Amazon had an opportunity to shake up the wireless industry with radical pricing for its new Fire Phone. But it’s actually quite conventional.
The Amazon phone, unveiled today, will cost about the same as most other good smartphones: $199 or $299 with a two-year contract and $649 or $749 unlocked, depending on storage capacity. And its exclusive US carrier partner AT&T isn’t offering anything special, either. (No word yet on international carriers.)
The one carrot Amazon is dangling to potential customers: For a limited time, it will give Fire Phone buyers a free year of its Prime service—a $99 value, which includes free two-day shipping on Amazon orders, video and music streaming, and some free Kindle books. Existing Prime customers can extend existing subscriptions by a year. That’s a nice bonus, and might be enough to convince Amazon devotees to switch phones. But it’s hardly revolutionary.
What might have been?
If Amazon wanted to do something radical, it might have offered a very inexpensive phone, subsidized by the high likelihood of increased spending on Amazon. Or it could have extended the same discount it offers Kindle and Kindle Fire buyers who agree to see ads on their lock screens.
Better yet, Amazon might have negotiated disruptive pricing for wireless service, such as data-only packages, free international roaming, cheap prepaid service, or just simply more aggressive overall pricing.

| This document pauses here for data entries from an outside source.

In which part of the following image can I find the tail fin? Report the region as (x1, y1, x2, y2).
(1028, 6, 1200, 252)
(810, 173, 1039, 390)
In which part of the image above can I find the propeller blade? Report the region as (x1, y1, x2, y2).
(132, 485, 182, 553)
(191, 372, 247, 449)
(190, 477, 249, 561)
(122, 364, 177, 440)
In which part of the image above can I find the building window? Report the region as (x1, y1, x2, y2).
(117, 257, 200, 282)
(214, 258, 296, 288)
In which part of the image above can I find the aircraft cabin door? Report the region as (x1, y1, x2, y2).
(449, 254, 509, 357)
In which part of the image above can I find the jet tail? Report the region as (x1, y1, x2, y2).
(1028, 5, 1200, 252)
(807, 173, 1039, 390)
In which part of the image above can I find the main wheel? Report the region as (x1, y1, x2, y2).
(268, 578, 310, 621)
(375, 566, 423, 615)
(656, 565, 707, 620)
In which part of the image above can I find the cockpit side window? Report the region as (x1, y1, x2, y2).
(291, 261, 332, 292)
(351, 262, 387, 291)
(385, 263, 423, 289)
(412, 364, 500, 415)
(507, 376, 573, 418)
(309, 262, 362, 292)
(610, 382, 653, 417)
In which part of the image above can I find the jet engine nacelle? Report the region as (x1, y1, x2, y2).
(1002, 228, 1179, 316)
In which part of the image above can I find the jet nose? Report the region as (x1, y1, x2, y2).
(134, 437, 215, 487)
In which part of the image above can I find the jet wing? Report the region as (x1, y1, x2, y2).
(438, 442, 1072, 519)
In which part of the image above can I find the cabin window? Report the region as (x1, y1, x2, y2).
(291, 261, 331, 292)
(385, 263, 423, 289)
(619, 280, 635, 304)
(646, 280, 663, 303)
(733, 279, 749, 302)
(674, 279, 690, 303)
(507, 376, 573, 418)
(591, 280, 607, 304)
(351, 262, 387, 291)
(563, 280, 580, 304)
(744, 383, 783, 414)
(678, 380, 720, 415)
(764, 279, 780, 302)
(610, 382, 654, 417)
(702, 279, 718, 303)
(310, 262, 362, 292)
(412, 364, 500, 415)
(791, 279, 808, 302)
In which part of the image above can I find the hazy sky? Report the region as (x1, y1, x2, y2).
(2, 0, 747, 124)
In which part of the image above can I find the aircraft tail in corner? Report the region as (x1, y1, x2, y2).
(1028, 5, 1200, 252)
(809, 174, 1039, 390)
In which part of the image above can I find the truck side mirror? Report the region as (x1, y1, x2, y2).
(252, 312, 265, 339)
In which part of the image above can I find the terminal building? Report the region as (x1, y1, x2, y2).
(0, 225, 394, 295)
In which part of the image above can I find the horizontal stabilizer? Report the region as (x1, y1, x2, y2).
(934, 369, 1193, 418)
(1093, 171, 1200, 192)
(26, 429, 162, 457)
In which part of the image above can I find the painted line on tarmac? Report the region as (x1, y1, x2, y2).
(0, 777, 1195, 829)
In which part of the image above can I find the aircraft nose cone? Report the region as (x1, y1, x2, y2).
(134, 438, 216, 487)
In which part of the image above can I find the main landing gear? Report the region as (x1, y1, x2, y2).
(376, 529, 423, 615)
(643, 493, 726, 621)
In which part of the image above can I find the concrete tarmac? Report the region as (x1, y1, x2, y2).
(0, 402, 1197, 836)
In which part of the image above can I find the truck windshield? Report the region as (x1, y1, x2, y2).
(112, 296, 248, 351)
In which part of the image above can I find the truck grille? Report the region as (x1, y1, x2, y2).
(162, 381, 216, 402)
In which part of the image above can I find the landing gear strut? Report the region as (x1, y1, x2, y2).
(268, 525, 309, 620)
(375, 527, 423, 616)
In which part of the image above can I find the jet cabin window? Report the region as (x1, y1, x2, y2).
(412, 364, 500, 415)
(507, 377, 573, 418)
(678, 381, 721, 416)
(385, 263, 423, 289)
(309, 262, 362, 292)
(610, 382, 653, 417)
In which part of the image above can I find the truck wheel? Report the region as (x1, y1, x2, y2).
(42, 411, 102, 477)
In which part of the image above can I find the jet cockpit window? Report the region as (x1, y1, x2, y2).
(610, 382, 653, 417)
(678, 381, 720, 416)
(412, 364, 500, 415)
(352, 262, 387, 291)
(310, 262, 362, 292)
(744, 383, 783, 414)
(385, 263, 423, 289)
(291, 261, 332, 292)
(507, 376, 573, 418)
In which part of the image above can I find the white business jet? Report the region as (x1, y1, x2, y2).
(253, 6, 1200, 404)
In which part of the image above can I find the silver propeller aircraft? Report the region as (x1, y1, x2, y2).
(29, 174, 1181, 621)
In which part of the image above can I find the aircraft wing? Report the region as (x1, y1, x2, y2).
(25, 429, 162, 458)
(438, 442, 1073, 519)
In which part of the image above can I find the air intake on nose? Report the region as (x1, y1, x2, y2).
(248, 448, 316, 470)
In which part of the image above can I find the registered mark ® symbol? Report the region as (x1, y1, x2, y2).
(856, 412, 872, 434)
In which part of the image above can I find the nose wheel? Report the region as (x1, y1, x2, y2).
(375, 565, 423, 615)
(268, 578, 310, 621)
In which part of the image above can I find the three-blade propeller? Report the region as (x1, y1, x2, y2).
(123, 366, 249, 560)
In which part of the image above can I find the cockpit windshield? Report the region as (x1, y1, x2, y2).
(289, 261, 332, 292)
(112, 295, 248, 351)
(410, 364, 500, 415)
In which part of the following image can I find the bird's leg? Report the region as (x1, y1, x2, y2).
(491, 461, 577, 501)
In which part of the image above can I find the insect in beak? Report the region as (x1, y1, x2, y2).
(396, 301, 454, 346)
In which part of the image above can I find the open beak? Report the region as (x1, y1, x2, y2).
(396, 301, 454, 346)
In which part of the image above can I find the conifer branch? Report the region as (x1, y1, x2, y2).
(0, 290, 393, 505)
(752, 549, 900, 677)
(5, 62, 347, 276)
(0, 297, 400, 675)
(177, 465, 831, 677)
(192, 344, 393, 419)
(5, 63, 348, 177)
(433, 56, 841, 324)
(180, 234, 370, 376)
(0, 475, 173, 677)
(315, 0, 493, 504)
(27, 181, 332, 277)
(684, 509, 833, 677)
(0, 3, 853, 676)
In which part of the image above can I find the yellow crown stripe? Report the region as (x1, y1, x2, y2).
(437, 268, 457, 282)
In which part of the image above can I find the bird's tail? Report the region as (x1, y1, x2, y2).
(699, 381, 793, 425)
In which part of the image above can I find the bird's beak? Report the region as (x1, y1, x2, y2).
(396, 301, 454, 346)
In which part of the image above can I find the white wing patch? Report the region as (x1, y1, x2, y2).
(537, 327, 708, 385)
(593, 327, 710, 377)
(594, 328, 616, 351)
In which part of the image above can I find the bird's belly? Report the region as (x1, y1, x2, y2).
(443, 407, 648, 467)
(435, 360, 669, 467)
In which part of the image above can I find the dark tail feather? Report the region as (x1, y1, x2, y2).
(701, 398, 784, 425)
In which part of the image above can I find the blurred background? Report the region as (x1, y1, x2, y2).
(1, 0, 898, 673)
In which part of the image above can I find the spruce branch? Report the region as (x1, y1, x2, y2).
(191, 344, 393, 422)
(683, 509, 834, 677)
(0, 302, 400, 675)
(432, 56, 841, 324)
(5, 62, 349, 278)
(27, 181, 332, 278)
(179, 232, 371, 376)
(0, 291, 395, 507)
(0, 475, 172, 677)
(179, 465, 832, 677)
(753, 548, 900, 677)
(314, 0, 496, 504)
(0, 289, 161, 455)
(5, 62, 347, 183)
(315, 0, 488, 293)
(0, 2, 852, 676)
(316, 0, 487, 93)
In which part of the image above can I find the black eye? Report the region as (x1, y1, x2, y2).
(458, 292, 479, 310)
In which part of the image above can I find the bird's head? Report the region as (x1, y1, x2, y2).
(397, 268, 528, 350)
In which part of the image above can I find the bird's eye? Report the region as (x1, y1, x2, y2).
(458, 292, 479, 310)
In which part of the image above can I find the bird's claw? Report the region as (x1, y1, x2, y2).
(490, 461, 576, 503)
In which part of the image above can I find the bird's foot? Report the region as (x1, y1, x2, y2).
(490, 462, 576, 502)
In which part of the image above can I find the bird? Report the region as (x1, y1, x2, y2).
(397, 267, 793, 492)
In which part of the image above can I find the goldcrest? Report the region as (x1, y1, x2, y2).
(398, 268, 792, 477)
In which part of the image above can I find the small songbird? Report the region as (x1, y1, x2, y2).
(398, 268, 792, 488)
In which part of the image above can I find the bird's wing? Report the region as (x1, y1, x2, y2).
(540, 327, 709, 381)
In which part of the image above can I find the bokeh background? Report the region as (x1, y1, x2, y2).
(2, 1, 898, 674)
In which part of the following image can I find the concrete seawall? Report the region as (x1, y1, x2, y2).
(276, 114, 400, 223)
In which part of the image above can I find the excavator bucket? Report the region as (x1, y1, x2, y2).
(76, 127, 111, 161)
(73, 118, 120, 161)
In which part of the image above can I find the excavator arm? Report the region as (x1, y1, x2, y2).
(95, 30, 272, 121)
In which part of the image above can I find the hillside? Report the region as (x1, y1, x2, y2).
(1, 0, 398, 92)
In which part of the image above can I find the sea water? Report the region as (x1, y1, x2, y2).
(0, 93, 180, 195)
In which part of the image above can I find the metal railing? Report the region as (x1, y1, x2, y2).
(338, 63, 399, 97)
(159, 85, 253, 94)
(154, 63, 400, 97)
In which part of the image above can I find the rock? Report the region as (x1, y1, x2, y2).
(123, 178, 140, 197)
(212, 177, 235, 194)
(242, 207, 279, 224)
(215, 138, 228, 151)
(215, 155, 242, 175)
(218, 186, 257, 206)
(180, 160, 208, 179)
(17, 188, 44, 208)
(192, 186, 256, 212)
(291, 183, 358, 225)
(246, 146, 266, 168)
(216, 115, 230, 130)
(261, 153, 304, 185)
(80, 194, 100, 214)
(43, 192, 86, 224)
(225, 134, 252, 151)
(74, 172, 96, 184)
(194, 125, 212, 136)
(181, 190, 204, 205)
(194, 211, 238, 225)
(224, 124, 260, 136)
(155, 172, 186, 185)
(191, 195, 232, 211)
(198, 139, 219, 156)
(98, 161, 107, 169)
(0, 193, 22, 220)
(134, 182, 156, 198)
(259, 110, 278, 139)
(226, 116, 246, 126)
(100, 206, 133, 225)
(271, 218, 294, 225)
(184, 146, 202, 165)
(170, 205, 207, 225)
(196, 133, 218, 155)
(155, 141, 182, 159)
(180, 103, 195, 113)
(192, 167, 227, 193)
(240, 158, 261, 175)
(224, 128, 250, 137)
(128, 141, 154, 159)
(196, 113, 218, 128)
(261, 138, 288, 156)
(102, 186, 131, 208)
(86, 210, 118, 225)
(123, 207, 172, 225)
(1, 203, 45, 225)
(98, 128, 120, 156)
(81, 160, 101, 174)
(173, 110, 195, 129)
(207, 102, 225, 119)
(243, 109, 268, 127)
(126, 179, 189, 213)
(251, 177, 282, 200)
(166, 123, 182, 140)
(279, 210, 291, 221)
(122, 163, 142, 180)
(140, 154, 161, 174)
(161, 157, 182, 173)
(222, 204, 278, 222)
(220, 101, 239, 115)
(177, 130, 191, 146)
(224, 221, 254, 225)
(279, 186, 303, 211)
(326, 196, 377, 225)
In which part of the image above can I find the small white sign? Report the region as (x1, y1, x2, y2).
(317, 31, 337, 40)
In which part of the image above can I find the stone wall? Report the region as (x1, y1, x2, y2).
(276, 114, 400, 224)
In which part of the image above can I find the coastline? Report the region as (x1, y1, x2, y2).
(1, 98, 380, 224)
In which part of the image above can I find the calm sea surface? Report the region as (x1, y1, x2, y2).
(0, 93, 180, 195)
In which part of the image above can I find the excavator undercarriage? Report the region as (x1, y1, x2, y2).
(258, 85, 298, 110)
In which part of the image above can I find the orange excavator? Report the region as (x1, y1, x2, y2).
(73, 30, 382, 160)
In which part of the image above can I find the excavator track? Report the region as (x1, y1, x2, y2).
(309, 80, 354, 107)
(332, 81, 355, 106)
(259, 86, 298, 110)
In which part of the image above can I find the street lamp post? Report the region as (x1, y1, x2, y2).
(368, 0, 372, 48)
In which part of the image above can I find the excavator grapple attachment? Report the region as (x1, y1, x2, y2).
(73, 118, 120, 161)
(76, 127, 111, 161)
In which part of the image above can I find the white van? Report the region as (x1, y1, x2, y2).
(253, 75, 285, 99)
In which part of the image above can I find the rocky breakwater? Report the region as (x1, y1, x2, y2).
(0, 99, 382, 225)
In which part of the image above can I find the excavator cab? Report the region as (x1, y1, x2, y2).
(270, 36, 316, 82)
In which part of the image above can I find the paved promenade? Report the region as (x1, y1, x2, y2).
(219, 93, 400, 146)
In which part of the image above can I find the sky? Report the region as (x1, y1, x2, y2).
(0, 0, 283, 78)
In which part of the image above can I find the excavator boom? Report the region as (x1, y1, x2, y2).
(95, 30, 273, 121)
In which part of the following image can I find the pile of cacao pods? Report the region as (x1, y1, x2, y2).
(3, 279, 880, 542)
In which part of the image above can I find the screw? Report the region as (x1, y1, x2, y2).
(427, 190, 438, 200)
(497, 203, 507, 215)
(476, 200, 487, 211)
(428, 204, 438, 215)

That might convince a lot of people to buy a Fire Phone instead of an iPhone or Samsung.
Instead, Amazon has taken a somewhat surprising, more conservative path, hoping its unique features—a 3D interface, Prime media, free unlimited cloud storage, and Firefly product-recognition software—will sell enough Fire Phones on their own.
This may prove to be a better strategy in the long run: pushing the Amazon platform as an equal to Apple’s iOS and Google’s Android, instead of trying to be a cheap player in an industry that’s already getting commoditized on the low end. But it’s perhaps a tougher sell today than if this intriguing new phone were also competitive on price.